More often than not students choose not to exercise the power of language because adults and professionals seem to reserve language for themselves. Strict adherence to convoluted conventions prevent the amateur from fully enjoying writing. Students read literary masterpieces without ever being shown sloppy and ineffective drafts. Writing seems to be reserved only for the intelligentsia. The hobbyist writer is punished by rejection and ridicule. Educators, completely lacking enthusiasm for practicing the craft, critique without offering guidance. The industrial education system incentivizes the quick turnaround of student assignments, and the quick transition to another unit of instruction. Students are expected to peer edit before turning in a final draft, but their peers never learned how to edit. Students throw their hands up in frustration because of inconsistent advice. It seems that no one truly knows the absolute truth of English conventions, so students give up, turning in incomplete and muddled essays. The teacher grades the essay, the student throws it away, and the process repeats until the end of the school year.
Is it any wonder that our students hate writing? The rigors of modern education removed the humanity from the product. By stressing conventions over content, teachers and academics have managed to strip amateur writing of its individuality. All in the name of student success, we have arranged errors in a hierarchy. We have developed expensive writing maps and formulas, and we have shown great surprise at the homogeneity and mediocrity of the products produced by students through these methods.
As an instructor, I have perpetrated all of these frustrations, but last year I decided that I would become a salesman for writing. I looked among my students and picked out my most reluctant writers. If I could get them to enjoy writing, then I could persuade anyone.
One of those students was May. She was artistic and willing to work hard with her talents. At the beginning of the school year, I had all of my students enter the West Virginia Young Writer’s Contest. May wrote her piece for the contest begrudgingly. She made it plain to anyone who would listen that she thought the contest was stupid.
During brainstorming I mentioned that students could increase their chances of being selected for entry if their story mentioned West Virginia or Appalachia. May wrote “West Virginia” in every single sentence:
I woke up one morning in West Virginia. I ate some apples from West Virginia, then went outside for a walk. The sky of West Virginia is blue with clouds and birds flying around chirping. I walked back to my house in West Virginia. Then I hopped in my car and drove around West Virginia. I stopped at my girlfriend’s house in West Virginia. We went to Dollar General in the state of West Virginia. I bought a pair of West Virginia sweatpants and some snacks for the road trip tomorrow. I took my girlfriend back to her beautiful home in West Virginia. I said “don’t forget to be up early for tomorrow.” I went home, ate, showered, and then went to bed in my tiny West Virginia home.

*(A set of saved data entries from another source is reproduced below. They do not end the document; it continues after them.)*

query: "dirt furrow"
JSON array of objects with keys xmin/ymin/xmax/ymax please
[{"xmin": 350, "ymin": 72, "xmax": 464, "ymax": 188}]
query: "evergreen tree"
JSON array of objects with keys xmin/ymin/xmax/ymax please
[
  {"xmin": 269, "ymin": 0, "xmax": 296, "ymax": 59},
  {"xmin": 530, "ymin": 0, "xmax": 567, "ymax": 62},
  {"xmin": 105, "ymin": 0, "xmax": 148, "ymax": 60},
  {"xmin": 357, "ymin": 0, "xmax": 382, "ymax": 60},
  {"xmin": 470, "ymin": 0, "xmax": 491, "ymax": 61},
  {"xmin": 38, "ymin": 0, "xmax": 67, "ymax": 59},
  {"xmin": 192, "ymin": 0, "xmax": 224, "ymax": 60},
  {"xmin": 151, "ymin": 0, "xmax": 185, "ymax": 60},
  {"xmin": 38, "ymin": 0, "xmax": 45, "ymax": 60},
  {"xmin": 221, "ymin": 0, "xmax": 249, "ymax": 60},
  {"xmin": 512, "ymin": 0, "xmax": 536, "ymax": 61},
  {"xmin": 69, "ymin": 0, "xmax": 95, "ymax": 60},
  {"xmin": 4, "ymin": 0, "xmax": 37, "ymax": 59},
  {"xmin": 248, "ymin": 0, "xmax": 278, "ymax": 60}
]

The paper was absolutely ridiculous; it wasn’t what I asked for. It went on for four pages. In a different mind set, I would’ve taken the paper, vomited red ink all over it, and made her rewrite the entire thing, but dammit, I was going to make writing fun.
With the patience of a scientist conducting an experiment, I decided to take May’s paper for what it was, a complete lampooning of the West Virginia Young Writer’s Contest. May had picked up on my suggestion that the students pander to their judges by focusing on Appalachian themes and pointed out the silliness of it all. She had used my own words against me, challenged my authority as her instructor, and pointed out a flaw in my thinking- I was ecstatic. Her efforts showed a deeper thinking, whether or not she realized it.
I embraced May’s humor. I edited her paper just as I would any other. I laughed with her in the margins. She was right; the requirement to focus on Appalachia limited creativity. I had stripped away their opportunity to be individuals. It encouraged complete homogeny. May’s story, however amateurish, was unique in a pile of narratives about poverty and coal mines. May had taught me an important lesson. She taught me to embrace my students’ creativity, to allow them to defy my expectations, and to permit them to challenge my perceptions.
May had taken a risk with me. She had sent a paper across my desk expecting disappointment. She was surprised when I praised her humor. I used her narrative as a mini lesson in humor. I leveraged her writing into a teachable moment. I returned her essay with a fair grade and put her to work on another piece.
My reaction to the West Virginia story built rapport and trust. Afterward, May viewed me as her partner in creativity, not as her jailer.
I repeated the process of rapport building with my other reluctant writers. For nine weeks, I transitioned the class to a writing workshop. Students worked on writing projects of their choice Tuesday through Thursday. Students wrote across genres in forms ranging from fan mail to eulogy. By the end of the quarter, my reluctant writers were all converts, and per their request we left Fridays open for writing the rest of the school year.